Peperuka in Porto Kaiyo Bay
We left Porto Kaiyo trying to exchange contact details with Conny and Claudio over the bows of our boats. As we left the bay, Bob called them on the VHF and wrote down their e-mail address which was difficult as it is not a straight forward one. It began with Sinai which may be a word of special significance to them but it does not give much of a clue to someone hearing it from them for the first time- why Sinai? Perhaps it was where they had met. We had taken pictures of their boat sailing and they had ones of Peperuka to exchange. I sent the best one. And above is one they sent us.
We sailed for a few nautical miles before the wind began to pick up whereupon we prepared our life jackets,labelled Peperuka 1 and 2, fitting them to their respective harnesses with clipping belts. Before we reached Dhaikofti the wind was strong, the seas confused and I was feeling seasick. Unusual for me.
The bay has a ferry terminal and a breakwater but, depending on the wind, it is possible to set a safe anchor in front of the little town. At first I couldn’t move the anchor, but following several kicks from different angles it did slide off the bow. Bob was in no position to help as it was taking all his skill to hold the boat from being blown into danger by the catabatic gusts speeding down the hill. The anchor slid into the water, I could see the sand at the bottom, and it bit hard as the gusts pushed the boat from side to side. I was sure the anchor would be pulled up but Bob said he was pleased when it had bit with such force.
I managed to boil potatoes for our meal but then I began vomiting. Bob remembered that we had motion sickness tablets which I produced from the first aid box. All the information was in Greek except for ‘take these with the advice of your doctor’. I took one and slept for an hour while Bob opened a tin of tuna and ate it with the potatoes.

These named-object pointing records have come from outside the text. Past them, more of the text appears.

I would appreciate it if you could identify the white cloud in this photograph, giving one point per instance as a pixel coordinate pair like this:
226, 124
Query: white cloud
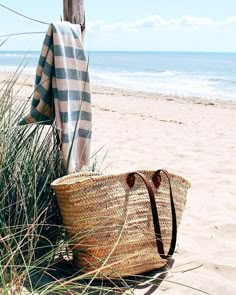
157, 22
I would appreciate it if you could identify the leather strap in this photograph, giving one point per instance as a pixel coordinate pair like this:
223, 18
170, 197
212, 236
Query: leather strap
157, 180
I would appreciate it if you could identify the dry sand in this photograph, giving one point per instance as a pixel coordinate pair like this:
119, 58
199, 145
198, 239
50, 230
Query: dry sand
191, 137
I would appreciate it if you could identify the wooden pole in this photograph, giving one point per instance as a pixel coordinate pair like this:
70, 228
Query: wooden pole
73, 11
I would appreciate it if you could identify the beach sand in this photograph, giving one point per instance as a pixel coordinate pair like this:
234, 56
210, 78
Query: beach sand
194, 138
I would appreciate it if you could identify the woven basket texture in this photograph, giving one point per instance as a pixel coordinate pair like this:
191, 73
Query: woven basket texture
112, 224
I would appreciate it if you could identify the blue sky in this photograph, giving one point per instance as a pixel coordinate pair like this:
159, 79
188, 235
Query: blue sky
153, 25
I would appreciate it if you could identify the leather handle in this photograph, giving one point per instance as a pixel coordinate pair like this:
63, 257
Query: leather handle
157, 180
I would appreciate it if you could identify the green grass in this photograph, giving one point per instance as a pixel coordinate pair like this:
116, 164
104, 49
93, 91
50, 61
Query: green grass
33, 244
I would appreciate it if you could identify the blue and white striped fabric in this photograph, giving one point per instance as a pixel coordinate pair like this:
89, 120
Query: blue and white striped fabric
62, 91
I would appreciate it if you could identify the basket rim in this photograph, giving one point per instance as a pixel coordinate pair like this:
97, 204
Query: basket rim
95, 176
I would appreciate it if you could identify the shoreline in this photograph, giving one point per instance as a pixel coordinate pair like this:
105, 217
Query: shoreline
97, 88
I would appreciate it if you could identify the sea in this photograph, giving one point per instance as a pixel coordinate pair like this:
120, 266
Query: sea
207, 75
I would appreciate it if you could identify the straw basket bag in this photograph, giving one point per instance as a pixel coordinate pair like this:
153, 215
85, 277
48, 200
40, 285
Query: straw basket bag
122, 224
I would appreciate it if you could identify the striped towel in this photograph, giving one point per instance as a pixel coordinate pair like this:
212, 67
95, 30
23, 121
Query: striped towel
62, 91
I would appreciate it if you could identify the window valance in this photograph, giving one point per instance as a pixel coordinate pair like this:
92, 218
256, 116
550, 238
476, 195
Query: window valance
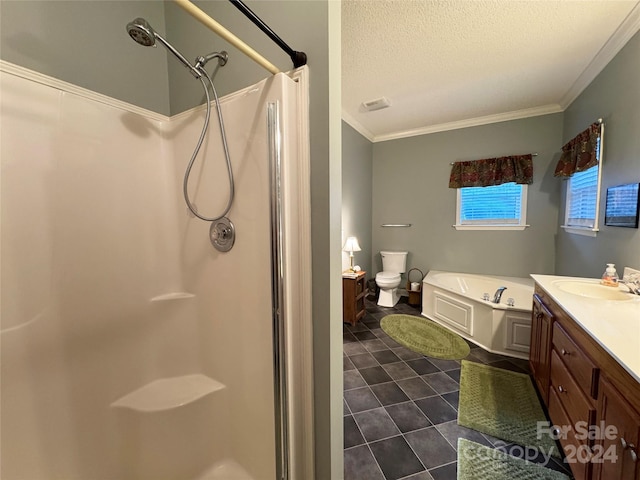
580, 153
492, 171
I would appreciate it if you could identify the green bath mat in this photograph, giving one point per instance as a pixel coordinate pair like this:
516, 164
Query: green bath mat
503, 404
425, 337
477, 462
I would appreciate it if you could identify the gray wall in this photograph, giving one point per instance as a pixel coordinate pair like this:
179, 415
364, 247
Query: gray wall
410, 185
614, 95
86, 44
357, 172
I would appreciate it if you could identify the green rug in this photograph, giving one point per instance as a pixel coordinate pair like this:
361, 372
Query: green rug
425, 337
503, 404
477, 462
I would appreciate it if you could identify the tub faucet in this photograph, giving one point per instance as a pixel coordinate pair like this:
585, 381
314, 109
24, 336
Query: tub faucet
632, 283
498, 294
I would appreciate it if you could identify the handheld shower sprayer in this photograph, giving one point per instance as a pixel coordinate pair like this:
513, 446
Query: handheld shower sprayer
145, 35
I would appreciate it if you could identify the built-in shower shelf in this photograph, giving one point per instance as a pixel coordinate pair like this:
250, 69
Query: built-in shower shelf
169, 393
172, 296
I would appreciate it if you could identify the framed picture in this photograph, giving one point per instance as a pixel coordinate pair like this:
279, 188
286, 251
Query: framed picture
622, 206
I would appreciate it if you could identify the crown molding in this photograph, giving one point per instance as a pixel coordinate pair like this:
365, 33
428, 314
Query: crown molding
31, 75
627, 29
472, 122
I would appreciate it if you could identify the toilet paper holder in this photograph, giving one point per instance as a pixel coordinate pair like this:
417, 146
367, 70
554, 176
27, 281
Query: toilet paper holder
414, 288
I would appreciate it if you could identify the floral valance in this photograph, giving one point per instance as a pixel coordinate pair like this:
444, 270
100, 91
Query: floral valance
492, 171
579, 153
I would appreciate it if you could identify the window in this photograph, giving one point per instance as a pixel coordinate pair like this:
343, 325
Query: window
583, 201
498, 207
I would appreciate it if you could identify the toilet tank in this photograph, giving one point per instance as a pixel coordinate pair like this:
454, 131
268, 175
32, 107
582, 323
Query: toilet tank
395, 262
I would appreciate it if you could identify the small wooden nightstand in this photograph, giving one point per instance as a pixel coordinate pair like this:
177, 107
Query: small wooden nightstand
353, 293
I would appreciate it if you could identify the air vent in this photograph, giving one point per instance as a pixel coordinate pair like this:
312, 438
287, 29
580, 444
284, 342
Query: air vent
377, 104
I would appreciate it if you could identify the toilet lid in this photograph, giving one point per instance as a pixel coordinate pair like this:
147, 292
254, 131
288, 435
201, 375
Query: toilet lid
387, 275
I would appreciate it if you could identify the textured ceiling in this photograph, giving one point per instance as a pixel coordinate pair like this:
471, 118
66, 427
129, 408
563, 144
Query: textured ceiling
450, 64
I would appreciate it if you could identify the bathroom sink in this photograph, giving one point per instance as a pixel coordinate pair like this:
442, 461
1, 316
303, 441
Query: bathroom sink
592, 290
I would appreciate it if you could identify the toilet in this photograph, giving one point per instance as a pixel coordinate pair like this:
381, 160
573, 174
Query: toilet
393, 265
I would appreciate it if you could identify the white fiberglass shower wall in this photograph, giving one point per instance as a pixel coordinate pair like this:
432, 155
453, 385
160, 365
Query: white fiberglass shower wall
131, 348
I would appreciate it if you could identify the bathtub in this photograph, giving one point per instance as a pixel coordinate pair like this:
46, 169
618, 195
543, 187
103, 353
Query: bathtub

Later, when the wind changed, we were afraid the boat would be pulled nearer the beach and grounded. We decided to take turns on anchor watch, but Bob just kept getting out of bed. I was going out every fifteen minutes to check the position of the boat in relation to the breakwater, the restaurant on the shore and the points on the hill where I had watched as Peperuka veered to the left and right with the wind. In the end we both stayed up and both slept. At about two o’clock the wind changed direction and we slept in our waterproofs ready to move if there was any danger to Peperuka. She stayed safe and we left Dhaikofti at first light.